Since the premiere beaters require a tempo investment, just bouncing those cards with silent departure (of which I run 2) can be devastating, let alone a TOL effect. Yes, you paid three for excommunicate and had to do it at sorcery speed, but they invested two turns and a brimstone volley into their noble plan to get those counters. You also essentially just blanked their next draw, since that noble probably won't be doing anything great for the rest of the game--its virtual card advantage for the control player and probably more powerful than remand since you deny them the ability to dig.

In addition, the base bodies on those creatures are terrible, and fall within the range of even the worse early removal and blockers. I've seen a turn 1 Tinder wall, of all things, shut down entire assaults, and even an un-morbid tragic slip can tragically slip champion of the parish before he gets a chance to be pumped.
I understand the concern, and I put a lot of thought into it when I was building the format. I'm not really interested in nerfing control out of existance by going this route. In fact, certain control strategies like burning vengeance only become viable because of the limited removal.

I really don't consider those creatures terrible on their own. Actually it makes a lot of sense to me to have better removal if you have one drops that are capable of getting above the curve.

When you describe a tinder wall or a slip neutering a 1/1 I am not as depressed as you are. You are describing a card that is in your deck to deal with opposing creatures trading evenly with a card that is in your opponents deck that can attack and block and get bigger and win games for you and similarly deal with creatures though discouraging attacks and combat. I payed one mana to put off your one mana spell that probably has way more potential than the dumb defensive or tempo card I put in my deck. One cc creatures, in my book, should be able to be killed for one mana. Especially if there is a pretty good saturation of solid 1 drops. The more good one drops you've got kicking around the more it's gonna feel dumb spending 2 mana on my turn pointing a volcanic hammer at a kird ape, when you have the potential to play more 1cc spells that have infinitely more potential than my lame wall or disfigure right?

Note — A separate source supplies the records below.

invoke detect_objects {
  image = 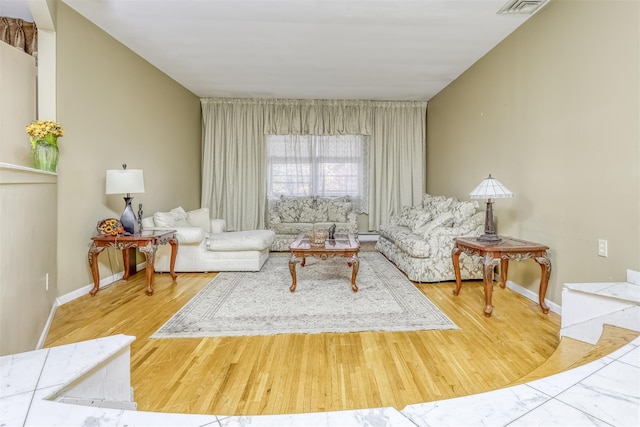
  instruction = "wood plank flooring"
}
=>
[45,272,560,415]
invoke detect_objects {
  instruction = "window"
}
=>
[267,135,369,213]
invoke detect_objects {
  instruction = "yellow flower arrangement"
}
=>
[25,120,64,148]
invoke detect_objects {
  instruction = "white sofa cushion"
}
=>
[174,227,205,244]
[187,208,212,233]
[153,207,191,228]
[209,219,227,233]
[207,230,275,251]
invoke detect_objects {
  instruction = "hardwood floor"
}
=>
[45,272,560,415]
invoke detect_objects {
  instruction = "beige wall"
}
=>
[56,2,201,295]
[427,0,640,303]
[0,42,57,355]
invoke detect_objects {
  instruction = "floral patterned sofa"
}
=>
[376,194,485,282]
[268,196,358,251]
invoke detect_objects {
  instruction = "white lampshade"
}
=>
[469,175,513,199]
[105,169,144,194]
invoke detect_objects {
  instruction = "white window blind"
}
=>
[266,135,369,213]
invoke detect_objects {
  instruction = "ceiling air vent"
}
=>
[497,0,547,15]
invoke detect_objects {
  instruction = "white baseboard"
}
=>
[56,262,147,305]
[358,233,379,242]
[35,298,60,350]
[507,280,562,316]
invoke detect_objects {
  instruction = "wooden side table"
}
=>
[451,237,551,317]
[89,230,178,296]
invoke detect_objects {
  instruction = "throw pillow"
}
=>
[431,197,456,216]
[415,212,453,239]
[422,194,446,211]
[298,197,318,223]
[398,206,424,228]
[187,208,211,233]
[170,206,187,221]
[278,196,300,222]
[327,202,351,222]
[153,212,176,228]
[407,210,431,234]
[451,200,478,227]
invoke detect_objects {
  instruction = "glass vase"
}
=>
[31,142,60,172]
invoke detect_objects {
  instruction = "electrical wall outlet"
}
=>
[598,239,607,257]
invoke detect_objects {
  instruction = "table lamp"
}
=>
[469,174,513,243]
[105,163,144,234]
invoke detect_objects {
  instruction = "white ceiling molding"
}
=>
[27,0,530,101]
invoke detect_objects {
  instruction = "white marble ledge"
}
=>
[0,335,640,427]
[402,338,640,427]
[564,270,640,304]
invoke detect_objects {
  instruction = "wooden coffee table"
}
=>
[289,233,360,292]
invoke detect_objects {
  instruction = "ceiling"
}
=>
[0,0,546,100]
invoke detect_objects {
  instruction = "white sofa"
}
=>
[376,194,485,282]
[142,207,275,272]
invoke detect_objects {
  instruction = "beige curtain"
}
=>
[263,99,371,135]
[202,98,427,231]
[201,98,266,231]
[369,102,427,231]
[0,17,38,55]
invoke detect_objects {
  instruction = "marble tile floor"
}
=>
[0,335,640,427]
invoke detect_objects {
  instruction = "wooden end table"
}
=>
[451,237,551,317]
[289,233,360,292]
[89,230,178,296]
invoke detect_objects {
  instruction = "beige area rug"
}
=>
[151,252,459,338]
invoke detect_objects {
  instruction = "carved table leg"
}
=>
[451,246,462,295]
[140,242,158,296]
[348,254,360,292]
[482,254,500,317]
[122,248,131,281]
[88,246,104,297]
[169,237,178,282]
[289,253,304,292]
[500,258,509,289]
[535,255,551,314]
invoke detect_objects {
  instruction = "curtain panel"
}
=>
[201,98,427,231]
[201,98,267,231]
[264,99,371,135]
[0,16,38,55]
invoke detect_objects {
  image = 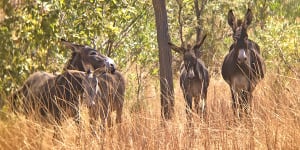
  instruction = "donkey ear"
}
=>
[168,42,184,53]
[194,34,207,50]
[60,39,80,53]
[227,9,235,29]
[244,8,253,27]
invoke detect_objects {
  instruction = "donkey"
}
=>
[88,71,125,132]
[34,70,99,140]
[63,41,125,130]
[10,39,115,116]
[222,9,266,118]
[168,35,210,121]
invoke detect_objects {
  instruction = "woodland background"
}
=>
[0,0,300,149]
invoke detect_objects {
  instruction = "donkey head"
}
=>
[82,68,106,108]
[168,35,206,78]
[228,9,253,64]
[82,70,100,107]
[61,39,111,71]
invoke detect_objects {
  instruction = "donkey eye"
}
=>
[90,51,97,56]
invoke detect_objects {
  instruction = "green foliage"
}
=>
[0,0,157,97]
[0,0,300,106]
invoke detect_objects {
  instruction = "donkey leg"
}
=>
[243,91,252,117]
[185,95,193,121]
[194,96,201,117]
[231,89,239,118]
[89,107,99,136]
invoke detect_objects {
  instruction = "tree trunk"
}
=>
[152,0,174,120]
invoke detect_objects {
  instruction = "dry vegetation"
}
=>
[0,73,300,149]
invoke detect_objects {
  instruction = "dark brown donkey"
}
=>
[222,9,265,118]
[64,41,125,131]
[89,71,125,132]
[11,39,112,116]
[169,35,209,120]
[12,41,107,141]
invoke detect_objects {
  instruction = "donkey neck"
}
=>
[65,53,85,71]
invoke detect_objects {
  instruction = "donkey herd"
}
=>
[10,9,265,139]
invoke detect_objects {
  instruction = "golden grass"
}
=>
[0,74,300,149]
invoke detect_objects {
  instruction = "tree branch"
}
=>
[176,0,184,47]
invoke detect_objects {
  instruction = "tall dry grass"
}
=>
[0,74,300,149]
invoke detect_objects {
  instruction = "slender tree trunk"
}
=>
[152,0,174,120]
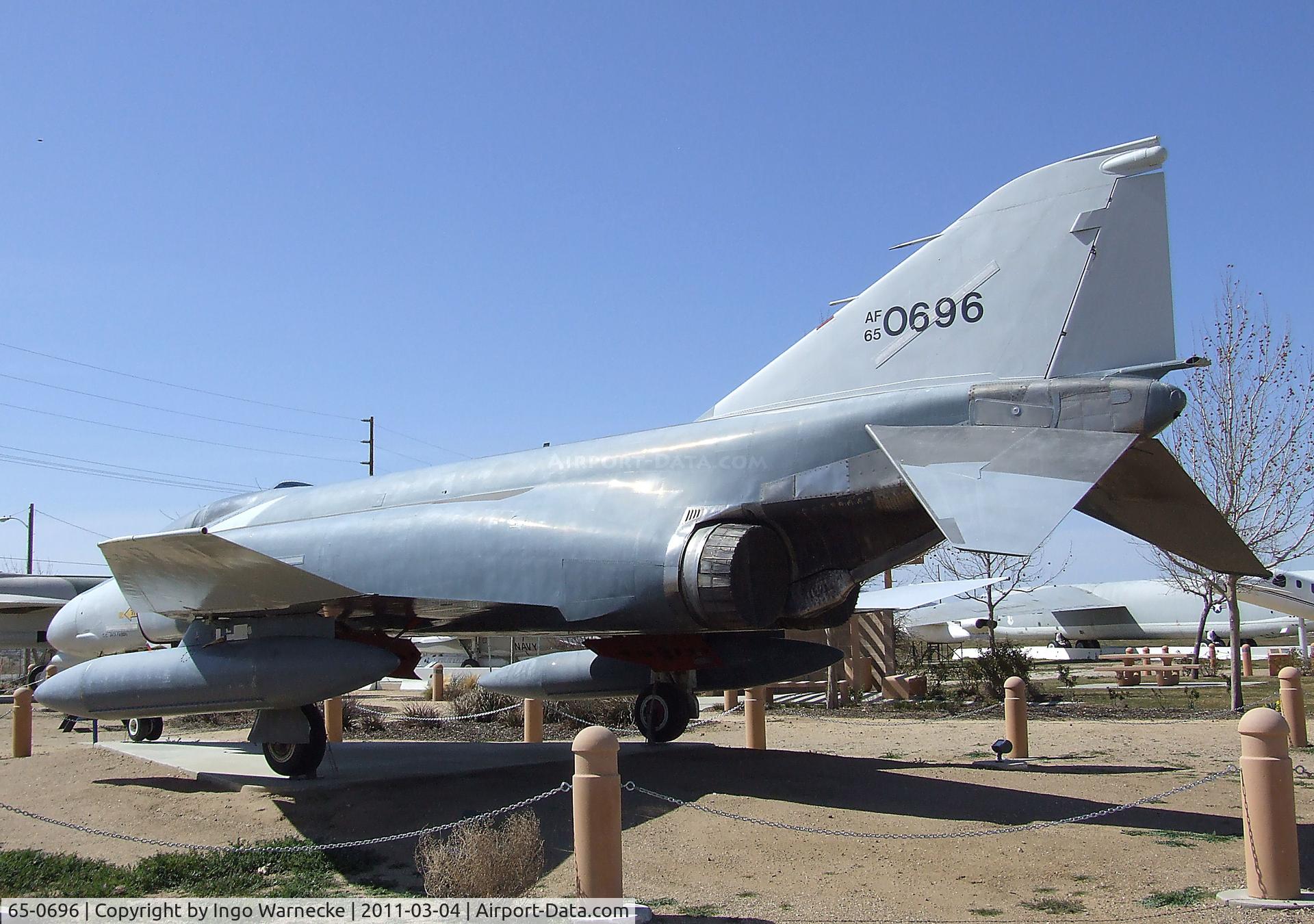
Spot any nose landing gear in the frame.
[123,718,164,741]
[633,681,698,744]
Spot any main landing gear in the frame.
[633,681,698,744]
[260,706,328,777]
[123,718,164,741]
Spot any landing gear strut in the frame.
[633,681,698,744]
[260,706,328,777]
[123,718,164,741]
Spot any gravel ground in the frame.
[0,694,1314,921]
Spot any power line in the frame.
[0,402,352,464]
[378,444,434,465]
[0,372,356,443]
[0,454,244,494]
[0,343,356,421]
[378,426,472,459]
[0,443,256,494]
[37,507,113,539]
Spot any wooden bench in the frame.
[1092,648,1202,686]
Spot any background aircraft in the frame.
[0,574,105,682]
[904,570,1314,648]
[37,138,1267,774]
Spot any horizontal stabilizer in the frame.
[867,426,1135,554]
[100,530,357,617]
[857,577,1005,610]
[1076,439,1268,577]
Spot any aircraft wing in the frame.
[1076,439,1268,577]
[100,527,561,628]
[100,528,359,617]
[867,426,1135,554]
[857,577,1005,610]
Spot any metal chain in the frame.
[0,782,570,853]
[807,703,1004,727]
[621,765,1238,841]
[356,703,520,721]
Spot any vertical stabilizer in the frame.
[707,138,1176,417]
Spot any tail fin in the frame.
[704,138,1176,417]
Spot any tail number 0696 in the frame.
[862,292,985,343]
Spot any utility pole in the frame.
[0,503,37,574]
[360,414,374,476]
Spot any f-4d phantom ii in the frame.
[46,138,1265,774]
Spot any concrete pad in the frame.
[99,741,714,793]
[1218,888,1314,911]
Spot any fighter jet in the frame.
[0,574,105,684]
[899,570,1314,648]
[38,138,1265,774]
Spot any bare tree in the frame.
[923,546,1067,650]
[1157,267,1314,710]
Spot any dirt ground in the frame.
[0,694,1314,921]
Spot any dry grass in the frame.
[545,697,634,728]
[415,811,543,898]
[452,686,524,726]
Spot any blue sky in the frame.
[0,3,1314,581]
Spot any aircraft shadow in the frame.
[242,743,1266,893]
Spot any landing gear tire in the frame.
[633,682,698,744]
[123,719,164,741]
[261,706,328,777]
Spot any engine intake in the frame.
[680,523,791,630]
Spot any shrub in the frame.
[961,644,1040,701]
[342,697,384,734]
[415,811,543,898]
[401,703,443,728]
[452,686,520,724]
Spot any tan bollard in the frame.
[524,700,543,744]
[570,726,623,898]
[13,686,31,757]
[1237,708,1301,899]
[324,697,342,744]
[1004,677,1030,757]
[744,686,766,751]
[1277,668,1310,748]
[849,656,871,703]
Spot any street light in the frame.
[0,503,37,574]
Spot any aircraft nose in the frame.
[46,603,77,654]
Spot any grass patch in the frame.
[675,904,721,917]
[1122,828,1240,848]
[0,837,337,898]
[1141,886,1213,908]
[1022,898,1085,915]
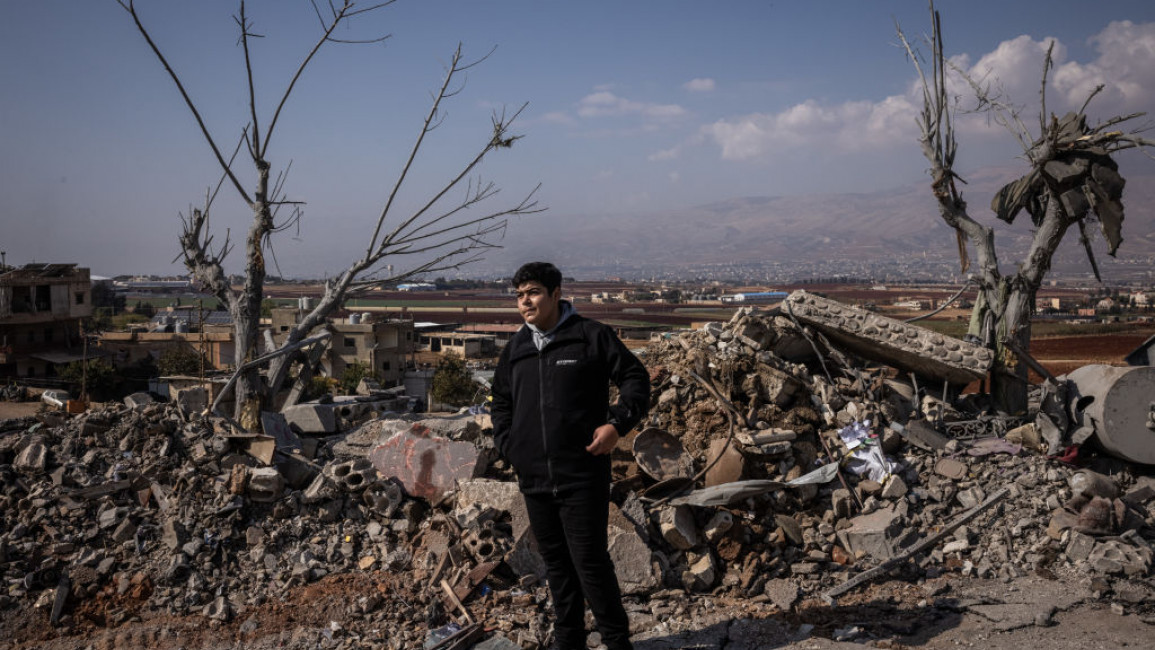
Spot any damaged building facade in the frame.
[271,307,417,387]
[0,263,92,378]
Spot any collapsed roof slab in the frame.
[782,291,994,384]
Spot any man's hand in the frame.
[586,425,621,456]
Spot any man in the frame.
[491,262,649,650]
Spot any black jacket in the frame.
[491,314,649,493]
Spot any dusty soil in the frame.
[0,573,1155,650]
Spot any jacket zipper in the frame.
[537,350,558,496]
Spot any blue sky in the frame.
[0,0,1155,277]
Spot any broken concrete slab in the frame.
[839,508,911,561]
[681,553,718,591]
[281,404,337,434]
[782,291,994,384]
[1086,539,1152,577]
[609,528,658,595]
[125,393,156,409]
[13,435,49,473]
[706,439,746,487]
[633,427,694,480]
[370,423,484,503]
[657,506,702,551]
[173,386,209,417]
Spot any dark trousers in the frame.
[524,483,633,650]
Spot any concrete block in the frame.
[301,472,341,503]
[456,478,529,539]
[765,578,802,612]
[658,506,702,551]
[605,528,658,595]
[1087,539,1152,577]
[783,291,994,384]
[247,468,285,503]
[839,508,908,561]
[703,510,733,541]
[706,439,748,487]
[681,553,720,591]
[325,458,378,492]
[161,518,188,551]
[13,435,49,473]
[174,386,209,416]
[1066,530,1095,562]
[830,487,854,518]
[281,404,337,434]
[362,481,404,517]
[125,393,156,409]
[882,475,908,499]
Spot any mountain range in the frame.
[501,167,1155,279]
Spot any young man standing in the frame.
[491,262,649,650]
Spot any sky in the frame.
[0,0,1155,277]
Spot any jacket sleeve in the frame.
[601,327,650,435]
[490,344,513,456]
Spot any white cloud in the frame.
[693,21,1155,160]
[702,96,915,160]
[578,90,686,120]
[541,111,574,125]
[681,77,714,92]
[1051,21,1155,114]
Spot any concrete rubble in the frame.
[0,294,1155,648]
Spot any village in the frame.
[0,263,1155,649]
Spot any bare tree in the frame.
[899,2,1153,413]
[118,0,544,429]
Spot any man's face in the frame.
[517,282,561,330]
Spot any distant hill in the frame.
[502,167,1155,277]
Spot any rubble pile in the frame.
[0,294,1155,648]
[635,296,1155,608]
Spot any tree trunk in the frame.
[991,276,1035,416]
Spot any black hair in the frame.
[513,262,561,293]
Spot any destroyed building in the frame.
[271,307,417,386]
[0,263,92,378]
[0,292,1155,649]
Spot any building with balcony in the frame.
[0,263,92,378]
[270,307,417,387]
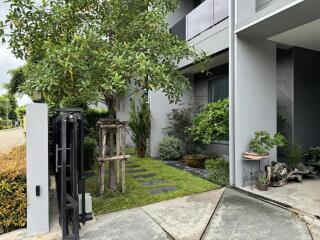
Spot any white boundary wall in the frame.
[26,103,49,237]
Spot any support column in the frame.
[232,36,277,187]
[26,103,49,237]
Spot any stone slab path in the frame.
[127,163,177,195]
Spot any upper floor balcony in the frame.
[170,0,229,41]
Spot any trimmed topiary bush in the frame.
[159,137,183,161]
[0,146,27,232]
[188,98,229,144]
[205,157,229,187]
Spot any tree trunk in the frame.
[105,97,117,119]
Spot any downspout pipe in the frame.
[229,0,236,186]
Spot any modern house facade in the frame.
[120,0,320,187]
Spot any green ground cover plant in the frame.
[0,146,27,232]
[86,157,218,215]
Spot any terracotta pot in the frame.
[242,152,269,160]
[184,154,207,168]
[271,179,288,187]
[256,183,269,191]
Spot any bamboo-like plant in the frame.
[128,99,151,158]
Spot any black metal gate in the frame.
[52,109,92,239]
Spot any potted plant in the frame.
[256,172,269,191]
[243,131,286,160]
[184,154,207,168]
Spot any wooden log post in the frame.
[109,130,117,191]
[121,159,126,193]
[116,127,122,184]
[99,129,107,194]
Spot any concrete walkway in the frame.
[0,189,319,240]
[0,128,25,152]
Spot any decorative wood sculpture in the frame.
[97,119,130,194]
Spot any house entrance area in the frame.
[238,19,320,218]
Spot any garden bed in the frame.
[86,157,218,215]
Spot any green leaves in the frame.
[0,0,204,108]
[128,97,151,157]
[188,98,229,144]
[249,131,286,155]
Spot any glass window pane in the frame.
[187,0,213,40]
[208,76,229,102]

I don't think I want to be fighting gravecrawlers with expensive removal, even if it does exile. Anyway I realize I've stopped impassionedly arguing now, I just saw what you said and it seemed weird to me because champion and stormkirk aren't tempo loses to me, unless your baseline is at 2/1 for 1 mana, and to me that is not the impression you want to be nerfing removal under. Getting into medium creature territory from doing things you'd be doing anyway (attacking, playing small creatures) is not a tempo hit. Neither is waiting for your 1/1 to turn into a 3/2 flyer at no investment of mana beyond the paltry 1 blue for a 1/1 which fits very nicely into most curves without much consequence. I think it's great if it's been working out for you but I know a lot of people here share your inclination and I have always had trouble explaining my view to them and I'm hoping through this folks might see where I'm come at odds with their reasoning. I think what you are probably successful with is making combat and keeping pace with creature size more relevant, which I think is admirable, but you do see people decrying stalled boards in cube all the time when anything like a booster limited boardstate arises.
 
Whether or not I like the loophole (and I'll be honest, I don't), its not intuitive. Needing to explain an interaction with the technicalities of a rule rather then simply the face value intention is inelegant. More simply, the people I play with don't care enough to study the rules technicalities involved and are happy to play with cards as they appear to look. I run oblivion ring and journey to nowhere with no problems.

Being a 5 for 2 with Ronom Unicorn or Seal of Cleansing both seems unfun and a needless "gotcha" for the average player.

I really like the wave, but I think you have laid out good arguments for not including it. I would be a lot happier if I didn't have seal and unicorn as you're less likely to be able to perma-exile. Are you still running opalescence? That will cause problems too.